A Japanese Benchmark for Evaluating Social Bias in Reasoning Based on Attribution Theory
Taihei Shiotani, Masahiro Kaneko, Naoaki Okazaki

TL;DR
This paper introduces JUBAKU-v2, a Japanese social bias benchmark based on attribution theory, designed to evaluate biases in reasoning processes of language models within cultural contexts.
Contribution
It presents a culturally specific dataset that assesses biases in reasoning, not just conclusions, improving bias detection in Japanese language models.
Findings
JUBAKU-v2 detects performance differences across models more sensitively than existing benchmarks.
The dataset reflects Japanese cultural biases in attribution within reasoning tasks.
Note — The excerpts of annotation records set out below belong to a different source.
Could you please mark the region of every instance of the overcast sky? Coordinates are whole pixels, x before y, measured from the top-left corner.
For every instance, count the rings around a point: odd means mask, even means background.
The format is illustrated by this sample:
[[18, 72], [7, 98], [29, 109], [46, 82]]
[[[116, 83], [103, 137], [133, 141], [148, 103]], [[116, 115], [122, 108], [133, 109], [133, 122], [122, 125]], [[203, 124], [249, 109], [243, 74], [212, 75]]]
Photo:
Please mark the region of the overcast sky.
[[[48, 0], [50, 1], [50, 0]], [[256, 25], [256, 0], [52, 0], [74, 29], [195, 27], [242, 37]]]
Experimental results demonstrate the effectiveness of the new benchmark.
Abstract
In enhancing the fairness of Large Language Models (LLMs), evaluating social biases rooted in the cultural contexts of specific linguistic regions is essential. However, most existing Japanese benchmarks heavily rely on translating English data, which does not necessarily provide an evaluation suitable for Japanese culture. Furthermore, they only evaluate bias in the conclusion, failing to capture biases lurking in the reasoning. In this study, based on attribution theory in social psychology, we constructed a new dataset, ``JUBAKU-v2,'' which evaluates the bias in attributing behaviors to in-groups and out-groups within reasoning while fixing the conclusion. This dataset consists of 216 examples reflecting cultural biases specific to Japan. Experimental results verified that it can detect performance differences across models more sensitively than existing benchmarks.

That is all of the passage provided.